The technology itself isn't surprising. What's surprising is that it's free, it works on a phone, and it's available now. That combination has specific implications for Australian businesses.
What's Actually New
Real-time machine translation has existed for years. What changed in this release:
- Voice preservation — The translation doesn't use a robotic synthesised voice. It preserves the emotional tone, pace, and character of the original speaker. A calm, confident speaker sounds calm and confident in the translated output.
- True real-time processing — The delay is short enough for natural conversation. Previous tools required pauses that made fluid dialogue awkward.
- Scale — 70+ languages covering the vast majority of global business conversations, including Mandarin, Japanese, Korean, Arabic, Hindi, Indonesian, Thai, and Vietnamese — all critical languages for Australian businesses operating in the Asia-Pacific region.
The Australian SMB Case
Australia's geography and trading relationships create specific opportunities here. Our major trading partners — China, Japan, South Korea, the US, India, Singapore, Indonesia — speak languages that were previously genuine barriers for small businesses without translation budgets.
What's now practical that wasn't 12 months ago:
Direct supplier negotiations
Australian importers dealing with manufacturers in China, Vietnam, or Indonesia previously needed a Mandarin or Vietnamese-speaking intermediary or a professional translator for any live negotiation.

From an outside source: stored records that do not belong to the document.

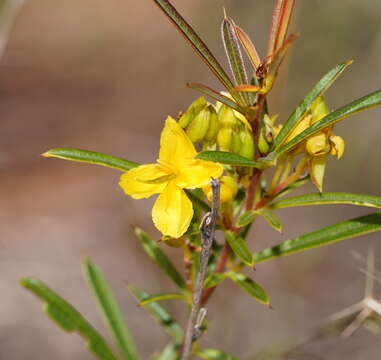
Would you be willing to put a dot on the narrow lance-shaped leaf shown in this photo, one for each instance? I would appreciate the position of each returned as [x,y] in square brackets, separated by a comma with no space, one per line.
[250,286]
[234,55]
[328,235]
[217,96]
[170,352]
[68,318]
[198,45]
[158,256]
[228,158]
[328,198]
[214,354]
[323,85]
[91,157]
[271,218]
[159,313]
[161,297]
[110,311]
[240,248]
[332,118]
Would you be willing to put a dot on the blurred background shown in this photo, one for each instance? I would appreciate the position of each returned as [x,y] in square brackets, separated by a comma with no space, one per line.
[103,75]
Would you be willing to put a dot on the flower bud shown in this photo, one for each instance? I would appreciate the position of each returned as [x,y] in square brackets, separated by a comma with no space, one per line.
[199,126]
[224,138]
[263,145]
[338,145]
[247,149]
[317,144]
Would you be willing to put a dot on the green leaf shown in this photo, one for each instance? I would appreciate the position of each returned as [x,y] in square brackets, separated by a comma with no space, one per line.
[159,313]
[68,318]
[271,218]
[328,235]
[110,310]
[158,256]
[198,45]
[250,286]
[240,248]
[332,118]
[214,280]
[234,55]
[323,85]
[246,218]
[161,297]
[91,157]
[217,96]
[328,198]
[213,354]
[170,352]
[228,158]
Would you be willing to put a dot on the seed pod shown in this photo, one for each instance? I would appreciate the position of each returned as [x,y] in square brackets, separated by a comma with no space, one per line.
[214,125]
[247,149]
[199,126]
[192,111]
[319,109]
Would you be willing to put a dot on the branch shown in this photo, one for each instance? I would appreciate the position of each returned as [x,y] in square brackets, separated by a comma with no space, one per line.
[207,228]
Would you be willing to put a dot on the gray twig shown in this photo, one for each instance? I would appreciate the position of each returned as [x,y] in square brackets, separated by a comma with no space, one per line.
[207,228]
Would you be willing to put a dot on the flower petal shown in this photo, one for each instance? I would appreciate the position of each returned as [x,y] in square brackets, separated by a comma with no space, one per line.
[175,146]
[144,181]
[173,211]
[196,173]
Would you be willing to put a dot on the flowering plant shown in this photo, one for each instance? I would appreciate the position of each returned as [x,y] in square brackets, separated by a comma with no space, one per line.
[235,161]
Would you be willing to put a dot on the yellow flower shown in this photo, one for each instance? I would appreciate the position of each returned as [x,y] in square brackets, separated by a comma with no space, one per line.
[175,170]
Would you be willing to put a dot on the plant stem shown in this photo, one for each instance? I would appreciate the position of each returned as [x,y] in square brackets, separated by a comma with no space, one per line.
[207,228]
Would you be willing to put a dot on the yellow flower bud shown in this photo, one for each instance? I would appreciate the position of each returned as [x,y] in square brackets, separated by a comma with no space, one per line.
[317,144]
[319,109]
[192,111]
[224,138]
[338,145]
[317,169]
[226,116]
[228,189]
[263,145]
[199,126]
[214,125]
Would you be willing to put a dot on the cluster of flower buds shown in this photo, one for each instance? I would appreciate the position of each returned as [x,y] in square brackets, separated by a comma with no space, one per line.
[218,125]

Real-time translation makes direct conversation viable for initial discussions, relationship building, and routine check-ins — reserving professional translation for critical contract review.
Customer service for non-English speakers
Australia has significant Mandarin, Cantonese, Arabic, and Vietnamese-speaking communities. Businesses in retail, healthcare, legal services, and financial services serving these communities can now provide native-language support without a dedicated multilingual staff member for every language they want to cover.
Export market development
Taking a product or service into a new market usually starts with conversations — with potential distributors, local partners, or early customers. Those conversations previously required either a translator or a bilingual employee. The barrier to that first conversation has dropped significantly.
How to Use It
The basic setup requires no budget or technical expertise:
- Update Google Translate on your phone — the Conversation mode now includes real-time voice translation
- For video calls: Google Meet has integrated translation features available in Google Workspace accounts — check your Meeting settings
- For written communication: Google Docs and Gmail have improved AI translation built in — highlight text, right-click, and translate with better contextual accuracy than previous versions
- For ongoing multilingual email: pair with AI tools to draft responses in your language and have them automatically translated before sending
Where It Falls Short
Being useful about limitations matters more than selling the upside.

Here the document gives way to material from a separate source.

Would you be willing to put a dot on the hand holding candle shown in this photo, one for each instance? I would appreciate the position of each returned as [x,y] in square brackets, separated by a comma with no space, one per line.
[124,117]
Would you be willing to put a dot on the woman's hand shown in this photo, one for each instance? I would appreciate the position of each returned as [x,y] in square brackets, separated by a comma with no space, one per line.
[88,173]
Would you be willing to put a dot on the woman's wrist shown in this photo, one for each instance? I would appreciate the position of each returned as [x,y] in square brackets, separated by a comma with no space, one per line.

Legal and medical precision. Real-time AI translation is not accurate enough for contracts, clinical documentation, or compliance materials. Use it for conversation; use professional translators for documents that carry legal weight.

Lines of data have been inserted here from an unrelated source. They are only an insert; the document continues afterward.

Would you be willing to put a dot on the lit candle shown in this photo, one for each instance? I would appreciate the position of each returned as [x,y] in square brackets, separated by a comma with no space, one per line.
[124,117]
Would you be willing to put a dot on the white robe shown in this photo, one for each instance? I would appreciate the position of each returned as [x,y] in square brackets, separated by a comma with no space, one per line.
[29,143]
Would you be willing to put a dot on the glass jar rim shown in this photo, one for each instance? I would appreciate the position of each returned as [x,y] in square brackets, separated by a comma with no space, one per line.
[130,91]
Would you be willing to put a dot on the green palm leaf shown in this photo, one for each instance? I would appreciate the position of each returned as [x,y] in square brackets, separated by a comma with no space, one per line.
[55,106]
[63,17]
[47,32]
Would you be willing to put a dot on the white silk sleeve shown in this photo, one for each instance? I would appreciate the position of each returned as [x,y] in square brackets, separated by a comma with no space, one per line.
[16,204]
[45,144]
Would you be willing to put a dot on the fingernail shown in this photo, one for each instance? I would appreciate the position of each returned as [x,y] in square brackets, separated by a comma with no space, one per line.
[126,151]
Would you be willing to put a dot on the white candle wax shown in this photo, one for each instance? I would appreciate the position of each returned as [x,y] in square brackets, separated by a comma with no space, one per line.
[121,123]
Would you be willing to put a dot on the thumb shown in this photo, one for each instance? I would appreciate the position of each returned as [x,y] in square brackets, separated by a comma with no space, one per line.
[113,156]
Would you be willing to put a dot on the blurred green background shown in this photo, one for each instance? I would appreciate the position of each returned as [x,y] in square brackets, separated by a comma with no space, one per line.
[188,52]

Cultural nuance. Translation preserves words and intonation. It doesn't preserve cultural context. A direct communication style that works in Australian business culture can come across differently in Japanese or Korean business settings, regardless of how accurately the words are translated. Use the tool to open doors; invest in cultural understanding to keep them open.
Specialised terminology. Industry-specific language in technical fields, legal practice, or medicine may be translated incorrectly or inconsistently. For specialised discussions, have a glossary of key terms checked by a subject-matter expert before relying on AI translation.
The Bigger Picture
Language has always been a practical barrier to international business for small companies without the budget for full translation teams. That barrier is not gone — but it's significantly lower. The combination of real-time AI translation, AI-assisted written communication, and AI tools that can help you understand cultural business norms creates a genuine pathway for Australian SMBs to operate more internationally than their size would previously have allowed.
The businesses that benefit most won't be the ones that discover this technology exists. They'll be the ones that decide which markets they actually want to pursue, and use these tools deliberately to get there.